Recent studies in high-fat fed mouse models and humans have pointed to macrophage accumulation in obese skeletal muscle leading to the speculation that these macrophages may secrete additional pro-inflammatory mediators that contribute to the chronic-low grade inflammatory state seen in obesity (1;2;4;12). In contrast to these previous findings, our results show relatively low amounts (2–3%) of macrophages in skeletal muscle of obese type 2 diabetics, which were unchanged following a 9-month exercise program. In support of this, there were no significant changes in inflammation gene expression with exercise training. Varma et al previously reported 2.5 fold higher CD68+ muscle macrophages in 8 obese (25%) compared to 8 lean (10%) individuals (1). Subjects in Varma’s study and our study had similar BMIs (Tam= 37.3kg/m2; Varma= 36.9kg/m2), and similar immunohistochemistry methods were used. Another study in subjects with impaired glucose tolerance (BMI=24.9kg/m2) also showed increased CD68+ skeletal muscle macrophages and CD68, IL-6, TNF-α and TLR-4 protein levels, however that study did not describe the quantification of macrophages or report numbers of macrophages in the skeletal muscle (4). It may be considered a limitation of our study that we did not quantify macrophages in a lean control group, however the %macrophages (2–3%) in our study are considerably lower than both the lean (10%) and obese groups (25%) in Varma et al’s study. It is possible that cross-contamination of adipose tissue in skeletal muscle leads to artificially higher macrophage numbers or inflammation levels, as was seen in some skeletal muscle samples from our study (see Figure; panel D). In agreement, the first study to report macrophages in skeletal muscle only showed them in the intermuscular adipose tissue region, and two other studies in morbidly obese subjects (BMI range= 37 to 45kg/m2) reported low CD68 and MCP1 mRNA levels in skeletal muscle (6;7). Nevertheless, it is well-demonstrated in-vitro that an inflammatory response in muscle cells can lead to impaired insulin signaling (1;4;5;12). Further studies investigating macrophage accumulation and the association with lipid deposition in skeletal muscle in vitro and in vivo are necessary to explore the presence of inflammation in skeletal muscle in obesity and type 2 diabetes.

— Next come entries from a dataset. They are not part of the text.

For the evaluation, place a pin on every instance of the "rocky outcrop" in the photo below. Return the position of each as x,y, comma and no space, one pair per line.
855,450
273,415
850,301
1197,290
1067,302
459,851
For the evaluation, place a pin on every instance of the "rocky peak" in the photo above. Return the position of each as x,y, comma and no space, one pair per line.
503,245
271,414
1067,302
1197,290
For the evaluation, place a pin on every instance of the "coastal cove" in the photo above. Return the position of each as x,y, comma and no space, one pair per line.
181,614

Our study also found that 2-fold higher CD68 and CD206 mRNA expression in elderly compared to young subjects. Despite this, skeletal muscle macrophages were not different between the two groups (young =4.7%, elderly=4.0%). Aging has been suggested to be a state of low-grade inflammation (8) and elderly people have 2 to 3-fold higher circulating IL-6 (13). To our knowledge, the only study that has examined skeletal muscle macrophages in young and elderly patients showed that CD68+ macrophages are lower in vastus lateralis from elderly subjects (9). Notably, regardless of age, we were unable to demonstrate higher macrophage accumulation in skeletal muscle of mostly overweight subjects as has been reported in other studies (1).

In conclusion, we found little evidence of macrophage accumulation in skeletal muscle in obese type 2 diabetic and elderly subjects. Furthermore, macrophages in skeletal muscle were not influenced by 9-months of combined aerobic and resistance exercise despite an improvement in glucose control. Future studies need to carefully examine the presence of adipose tissue in skeletal muscle depots as contamination with adipose tissue may potentially lead to artificially higher numbers of skeletal muscle macrophages being reported.